Entopia7 said:Of this you can be sure...
Whatever comes next won't involve Jerry Seinfeld eating a churro and bumping into Steve Jobs trying on shoes at the local mall![]()
You didn't find those things hilarious? Granted, they didn't do anything for Microsoft, but they were quite entertaining. I mean, come on! Jerry Seinfeld asks Bill Gates to create a computer with a creamy nuggat center. It doesn't get much better than that, as far as weird, CEO+comedian extended commercials go.
Yup, now that Windows 7 is out and is rock solid, their ads would have to take on a new direction. Not to mention, as OSX becomes more popular, those writing viruses will begin to target it, and then many of the PC misrepresentations given in the ads will come back to bite them in the arse.
In the middle of a recession no one cares if a pc has more viruses than a mac.
I'm actually really glad they are gone.. Those ads were annoying, and pretty untrue, at least from my PC experience.. I'm a PC Enthusiast, I have never experienced a blue screen of death, or crashes for that matter on Windows.. I switched to mac.. but I've still found those ads annoying because Apple takes shots at Microsoft, and Microsoft doesn't really do anything about it.. Although Microsoft did make some Windows 7 ads a while back showing how affordable PC's are..

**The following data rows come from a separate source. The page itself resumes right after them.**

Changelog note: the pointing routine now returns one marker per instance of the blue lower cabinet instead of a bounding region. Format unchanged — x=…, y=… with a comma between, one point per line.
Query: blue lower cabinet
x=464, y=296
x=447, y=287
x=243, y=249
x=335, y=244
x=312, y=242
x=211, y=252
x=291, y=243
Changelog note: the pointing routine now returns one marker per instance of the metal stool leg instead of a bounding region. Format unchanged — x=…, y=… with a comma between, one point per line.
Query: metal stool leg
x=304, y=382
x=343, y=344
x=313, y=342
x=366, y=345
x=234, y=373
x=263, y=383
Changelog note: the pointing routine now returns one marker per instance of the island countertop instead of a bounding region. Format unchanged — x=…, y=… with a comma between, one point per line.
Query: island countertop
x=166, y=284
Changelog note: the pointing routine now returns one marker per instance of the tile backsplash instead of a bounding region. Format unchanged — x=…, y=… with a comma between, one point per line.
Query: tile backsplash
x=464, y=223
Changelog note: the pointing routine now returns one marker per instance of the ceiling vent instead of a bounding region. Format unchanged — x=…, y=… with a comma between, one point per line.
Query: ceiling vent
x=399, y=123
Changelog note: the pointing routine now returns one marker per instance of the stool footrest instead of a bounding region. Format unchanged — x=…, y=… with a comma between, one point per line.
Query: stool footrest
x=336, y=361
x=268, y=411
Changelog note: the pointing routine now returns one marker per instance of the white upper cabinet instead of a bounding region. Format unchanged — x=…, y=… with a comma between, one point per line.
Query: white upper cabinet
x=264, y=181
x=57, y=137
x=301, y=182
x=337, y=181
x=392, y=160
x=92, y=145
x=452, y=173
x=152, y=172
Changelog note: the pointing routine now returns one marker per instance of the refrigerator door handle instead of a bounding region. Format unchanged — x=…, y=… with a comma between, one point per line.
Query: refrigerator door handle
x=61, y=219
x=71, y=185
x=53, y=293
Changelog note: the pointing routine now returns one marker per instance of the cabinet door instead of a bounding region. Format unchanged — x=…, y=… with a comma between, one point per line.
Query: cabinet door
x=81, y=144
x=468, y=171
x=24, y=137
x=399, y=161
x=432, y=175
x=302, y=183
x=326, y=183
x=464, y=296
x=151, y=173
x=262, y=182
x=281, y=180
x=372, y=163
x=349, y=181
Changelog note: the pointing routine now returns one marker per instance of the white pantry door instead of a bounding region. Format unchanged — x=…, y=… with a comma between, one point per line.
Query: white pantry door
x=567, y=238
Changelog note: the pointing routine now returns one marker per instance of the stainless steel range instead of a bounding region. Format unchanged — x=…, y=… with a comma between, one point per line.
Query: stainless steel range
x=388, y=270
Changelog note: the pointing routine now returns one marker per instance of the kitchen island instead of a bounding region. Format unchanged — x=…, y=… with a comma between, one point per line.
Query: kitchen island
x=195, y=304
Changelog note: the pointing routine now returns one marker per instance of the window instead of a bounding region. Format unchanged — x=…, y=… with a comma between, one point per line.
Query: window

Am I the only one that cringed at those ads? Their air of smugness gave genuine Apple product users a bad name. They weren't even technically accurate most of the time (in a way that will come back to bite them).
You didn't find those things hilarious? Granted, they didn't do anything for Microsoft, but they were quite entertaining. I mean, come on! Jerry Seinfeld asks Bill Gates to create a computer with a creamy nuggat center. It doesn't get much better than that, as far as weird, CEO+comedian extended commercials go.
They were completely accurate, though not to every single user of Windows, but as a whole they told the truth. They did not give Apple users a bad reputation, that was something Windows users gave them years earlier and so if you had that built-in prejudice you then blamed the ads for doing something you already believed in.
Those ads were true, effective, famous, award-winning and copied by everybody (the perfect proof of their effectiveness).
They were criticized on MacRumors, but that's what MacRumors is for: to attract people who love to criticize Apple even if Apple is handing out candy and eternal life ("it's tooo sweeeet!").
Thank god, I found them insulting, annoying, and partially untrue.